Los biógrafos de Van Gogh tradicionalmente describen sus años en la Provenza como un periodo de combustión lenta y de manía desquiciada, pero sus cartas a Theo cuentan una historia diferente, indicando una sintonía mental disciplinada. Muestran a un pintor juicioso, instruido, ingenioso e incansable, que aprendió y rompió con numerosas convenciones que distinguían naturaleza y arte, entre el mundo tal como es y el mundo tal como está pintado.

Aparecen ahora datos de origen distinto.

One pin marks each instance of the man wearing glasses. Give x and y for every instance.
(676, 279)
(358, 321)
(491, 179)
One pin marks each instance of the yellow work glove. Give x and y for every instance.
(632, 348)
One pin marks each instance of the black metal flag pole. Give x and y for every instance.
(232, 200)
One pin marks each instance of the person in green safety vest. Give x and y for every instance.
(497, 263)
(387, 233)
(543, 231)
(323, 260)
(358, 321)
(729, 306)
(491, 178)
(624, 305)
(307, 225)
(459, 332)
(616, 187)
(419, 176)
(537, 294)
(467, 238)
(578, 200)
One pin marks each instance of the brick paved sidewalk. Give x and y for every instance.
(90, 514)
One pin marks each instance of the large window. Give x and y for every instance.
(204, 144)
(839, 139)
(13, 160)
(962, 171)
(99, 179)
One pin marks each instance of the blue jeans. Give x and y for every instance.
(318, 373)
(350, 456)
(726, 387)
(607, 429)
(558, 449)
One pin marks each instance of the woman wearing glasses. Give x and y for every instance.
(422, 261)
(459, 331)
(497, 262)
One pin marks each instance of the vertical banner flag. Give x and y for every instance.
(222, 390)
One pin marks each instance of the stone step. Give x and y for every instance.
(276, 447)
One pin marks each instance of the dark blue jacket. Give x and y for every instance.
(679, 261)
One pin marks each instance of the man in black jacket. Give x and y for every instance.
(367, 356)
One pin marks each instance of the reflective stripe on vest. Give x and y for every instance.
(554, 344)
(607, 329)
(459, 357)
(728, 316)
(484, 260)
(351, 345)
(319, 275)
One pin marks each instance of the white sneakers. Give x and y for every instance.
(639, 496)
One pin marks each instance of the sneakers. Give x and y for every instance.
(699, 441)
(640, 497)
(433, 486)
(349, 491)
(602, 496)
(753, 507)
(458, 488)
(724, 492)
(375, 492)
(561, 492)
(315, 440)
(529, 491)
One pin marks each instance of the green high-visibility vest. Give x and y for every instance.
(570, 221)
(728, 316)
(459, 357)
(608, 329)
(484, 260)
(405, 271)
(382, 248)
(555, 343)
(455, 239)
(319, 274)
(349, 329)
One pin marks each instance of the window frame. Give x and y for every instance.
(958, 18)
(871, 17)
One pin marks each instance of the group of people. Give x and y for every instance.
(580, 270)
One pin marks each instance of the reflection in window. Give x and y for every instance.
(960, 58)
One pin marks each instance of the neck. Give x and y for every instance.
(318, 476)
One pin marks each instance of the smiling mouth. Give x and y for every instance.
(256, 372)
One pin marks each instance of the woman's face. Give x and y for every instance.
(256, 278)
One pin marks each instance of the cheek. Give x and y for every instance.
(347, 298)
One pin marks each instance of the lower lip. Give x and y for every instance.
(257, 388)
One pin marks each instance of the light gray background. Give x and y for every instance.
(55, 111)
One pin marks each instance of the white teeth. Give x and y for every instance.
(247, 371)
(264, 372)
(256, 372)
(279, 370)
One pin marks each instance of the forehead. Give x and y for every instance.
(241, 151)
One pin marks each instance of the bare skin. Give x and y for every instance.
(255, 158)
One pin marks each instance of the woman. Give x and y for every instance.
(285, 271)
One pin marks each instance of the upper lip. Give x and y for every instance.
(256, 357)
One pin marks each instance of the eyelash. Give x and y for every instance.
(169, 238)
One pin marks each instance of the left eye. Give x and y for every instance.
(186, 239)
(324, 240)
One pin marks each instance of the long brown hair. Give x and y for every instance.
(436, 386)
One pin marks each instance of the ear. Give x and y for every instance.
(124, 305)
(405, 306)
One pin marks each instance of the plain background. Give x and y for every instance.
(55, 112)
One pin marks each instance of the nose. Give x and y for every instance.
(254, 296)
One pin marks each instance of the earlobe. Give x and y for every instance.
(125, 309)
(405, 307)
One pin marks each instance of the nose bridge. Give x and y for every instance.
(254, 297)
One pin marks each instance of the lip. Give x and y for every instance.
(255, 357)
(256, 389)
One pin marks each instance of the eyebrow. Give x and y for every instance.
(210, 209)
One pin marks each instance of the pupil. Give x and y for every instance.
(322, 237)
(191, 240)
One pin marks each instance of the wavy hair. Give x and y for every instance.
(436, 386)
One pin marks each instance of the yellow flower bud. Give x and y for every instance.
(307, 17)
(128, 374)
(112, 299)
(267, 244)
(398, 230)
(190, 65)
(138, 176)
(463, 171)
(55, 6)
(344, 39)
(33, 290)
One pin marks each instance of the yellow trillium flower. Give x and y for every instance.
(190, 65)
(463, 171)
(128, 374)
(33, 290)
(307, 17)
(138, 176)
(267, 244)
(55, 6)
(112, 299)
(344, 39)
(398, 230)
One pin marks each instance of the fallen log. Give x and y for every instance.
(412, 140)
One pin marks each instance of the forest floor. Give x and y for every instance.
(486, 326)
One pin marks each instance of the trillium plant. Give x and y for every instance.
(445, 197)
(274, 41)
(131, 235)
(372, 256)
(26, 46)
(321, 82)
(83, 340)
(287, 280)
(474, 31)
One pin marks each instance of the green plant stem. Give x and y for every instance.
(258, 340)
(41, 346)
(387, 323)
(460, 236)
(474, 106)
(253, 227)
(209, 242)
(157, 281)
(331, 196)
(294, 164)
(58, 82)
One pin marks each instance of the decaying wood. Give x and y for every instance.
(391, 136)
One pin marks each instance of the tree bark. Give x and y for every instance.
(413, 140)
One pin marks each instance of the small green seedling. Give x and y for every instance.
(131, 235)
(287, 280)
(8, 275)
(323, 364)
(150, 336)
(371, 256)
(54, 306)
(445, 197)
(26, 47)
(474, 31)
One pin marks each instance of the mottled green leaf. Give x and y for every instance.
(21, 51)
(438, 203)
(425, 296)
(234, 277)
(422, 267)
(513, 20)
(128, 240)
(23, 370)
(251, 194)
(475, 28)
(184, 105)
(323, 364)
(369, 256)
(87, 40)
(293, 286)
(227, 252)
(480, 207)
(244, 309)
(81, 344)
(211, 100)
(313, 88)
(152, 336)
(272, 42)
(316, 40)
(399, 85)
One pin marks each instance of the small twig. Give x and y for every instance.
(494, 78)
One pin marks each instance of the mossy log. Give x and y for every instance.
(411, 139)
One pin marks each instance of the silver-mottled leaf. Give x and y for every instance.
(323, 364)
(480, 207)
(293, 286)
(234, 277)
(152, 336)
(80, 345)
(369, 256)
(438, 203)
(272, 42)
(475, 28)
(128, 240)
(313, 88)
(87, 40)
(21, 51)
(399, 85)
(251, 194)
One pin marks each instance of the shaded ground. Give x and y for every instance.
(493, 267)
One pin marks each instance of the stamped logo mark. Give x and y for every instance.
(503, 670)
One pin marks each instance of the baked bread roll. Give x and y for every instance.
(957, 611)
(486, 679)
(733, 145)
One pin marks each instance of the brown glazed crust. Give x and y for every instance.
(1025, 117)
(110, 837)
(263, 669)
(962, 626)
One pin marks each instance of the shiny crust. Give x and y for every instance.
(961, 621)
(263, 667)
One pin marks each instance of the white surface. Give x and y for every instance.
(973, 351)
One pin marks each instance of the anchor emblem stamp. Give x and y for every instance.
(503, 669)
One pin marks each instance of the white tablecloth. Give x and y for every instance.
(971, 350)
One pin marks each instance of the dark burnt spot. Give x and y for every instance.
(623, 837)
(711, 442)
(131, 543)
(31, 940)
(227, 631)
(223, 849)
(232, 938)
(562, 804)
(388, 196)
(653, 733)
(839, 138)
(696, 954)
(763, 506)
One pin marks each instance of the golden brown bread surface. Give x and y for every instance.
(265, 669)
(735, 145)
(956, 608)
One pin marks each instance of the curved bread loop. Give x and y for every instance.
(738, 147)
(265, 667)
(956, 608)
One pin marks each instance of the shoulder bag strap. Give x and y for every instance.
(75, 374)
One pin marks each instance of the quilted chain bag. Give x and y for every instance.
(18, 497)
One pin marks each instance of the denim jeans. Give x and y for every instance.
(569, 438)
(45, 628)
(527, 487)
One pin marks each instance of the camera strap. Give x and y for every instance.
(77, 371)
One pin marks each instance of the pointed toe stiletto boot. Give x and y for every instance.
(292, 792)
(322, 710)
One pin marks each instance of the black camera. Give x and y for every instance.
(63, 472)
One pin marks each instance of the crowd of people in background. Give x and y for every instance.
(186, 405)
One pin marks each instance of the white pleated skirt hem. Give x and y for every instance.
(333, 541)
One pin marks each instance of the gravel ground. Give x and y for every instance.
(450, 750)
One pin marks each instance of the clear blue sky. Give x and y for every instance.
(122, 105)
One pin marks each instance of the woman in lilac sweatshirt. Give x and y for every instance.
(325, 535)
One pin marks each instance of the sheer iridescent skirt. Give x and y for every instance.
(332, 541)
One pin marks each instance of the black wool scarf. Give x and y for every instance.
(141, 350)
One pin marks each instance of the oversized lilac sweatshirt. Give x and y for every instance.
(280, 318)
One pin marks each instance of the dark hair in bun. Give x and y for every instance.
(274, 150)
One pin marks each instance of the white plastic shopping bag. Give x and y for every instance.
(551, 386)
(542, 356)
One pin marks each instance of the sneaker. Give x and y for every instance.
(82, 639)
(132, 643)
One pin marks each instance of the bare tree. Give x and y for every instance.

Si el dictamen de Vincent van Gogh de la vida como arte se demostrara real mediante su pintura, las viejas barreras que separan la vida cotidiana y la experiencia estética desaparecerán, para bien, para siempre. Y, como dice el profesor de modernismo literario en la Universidad de Nueva York, Tim Keane, en un ensayo de recomendable lectura, la pintura sería ahora un ejercicio de revelación y de revolución, lo que el genio llamó la «nueva religión», para acabar con la alienación humana. Para hacer que «todos se conviertan en artistas participantes en esta liberación».